De fait, dans l’immédiat et sans doute pour un certain temps, FO se trouve ainsi neutralisée.
La CGT, opposante théorique
A l’évidence, la CGT ne s’embarasse pas de telles précautions lorsqu’il s’agit pour elle de cogner sur le gouvernement et ses ordonnances. Aux dernières nouvelles, pour Montreuil, rien n’est décidément bon dans le Macron : la méthode n’est pas respectueuse des partenaires sociaux et le contenu probable du texte en ferait une “loi travail XXL” visant à “marchander les droits et les protections des salariés”. A l’opposé de l’orientation gouvernementale, la CGT rappelle ses priorités sociales généreuses, entendant “faire avancer ses propositions de progrès social : augmentation des salaires, réduction du temps de travail, généralisation des CDI”, “pour travailler mieux, moins, toutes et tous”.
Etant donné le jugement franchement négatif que la CGT porte sur le projet gouvernemental, on pourrait légitimement s’attendre à ce qu’elle appelle à la mobilisation générale. En réalité, la centrale traditionnellement qualifiée de contestation se montre ici un peu timorée. Elle “appelle l’ensemble des travailleurs à amplifier les initiatives et les mobilisations interprofessionnelles pour faire barrage au projet Macron et imposer l’acquisition de droits nouveaux”. Une formulation pour le moins ambigüe, qui repousse à plus tard l’appel à la grande grève générale. Il faut dire qu’après avoir appelé à voter Emmanuel Macron, Philippe Martinez se trouve sans doute quelque peu gêné aux entournures maintenant qu’il faut engager la bataille contre lui.
La CGT crie donc fort mais en espérant tout aussi fort qu’elle n’aura pas à faire plus que cela.

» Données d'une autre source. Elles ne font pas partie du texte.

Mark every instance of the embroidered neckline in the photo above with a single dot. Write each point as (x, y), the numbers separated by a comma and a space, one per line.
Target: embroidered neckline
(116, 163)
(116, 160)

La CFDT et le piège réformiste
La position de la CFDT n’est guère plus confortable. Fièrement attachée à son rôle de première organisation dite “réformiste”, elle semble réaliser, peu à peu, que cette fois-ci, l’exécutif pourrait bien être un peu trop gourmand en matière de réforme. Laurent Berger a ainsi laissé s’échapper certains signes de fébrilité qui ne trompent pas, comme son vif agacement quant aux fuites dans la presse de supposés projets de texte gouvernementaux, sa menace d’une mobilisation d’ampleur en cas de réforme sans contrepartie ou encore sa nette prise de distance vis-à-vis de la nécessité d’une nouvelle réforme du marché du travail.
Ces réticences cédétistes expriment probablement la crainte que l’accompagnement de ce nouveau texte s’avère plus chaotique encore que ne l’avait été l’acceptation de la réforme des retraites de 2003. Si, d’après certains sondages, lors du premier tour des élections législatives, les salariés “proches” de la CFDT auraient voté à près de 50 % pour un candidat LREM, ceci signifie toutefois également que plus de la moitié d’entre eux ont préféré un autre candidat. Sans compter le fait que voter pour quelqu’un ne signifie pas nécessairement lui accorder une confiance aveugle. La CFDT aurait gros à perdre à démontrer à sa base qu’elle n’a rien obtenu de la part du gouvernement en échange du soutien, même implicite, qu’elle pourrait lui accorder.
Dans le cadre de la nouvelle loi Travail, la CFDT peut donc potentiellement être prise au piège de son parti pris réformiste.
Dans une telle configuration de tétanies syndicales, la question est plus que jamais posée de la capacité ou non des hiérarques syndicaux à éviter les débordements de la base.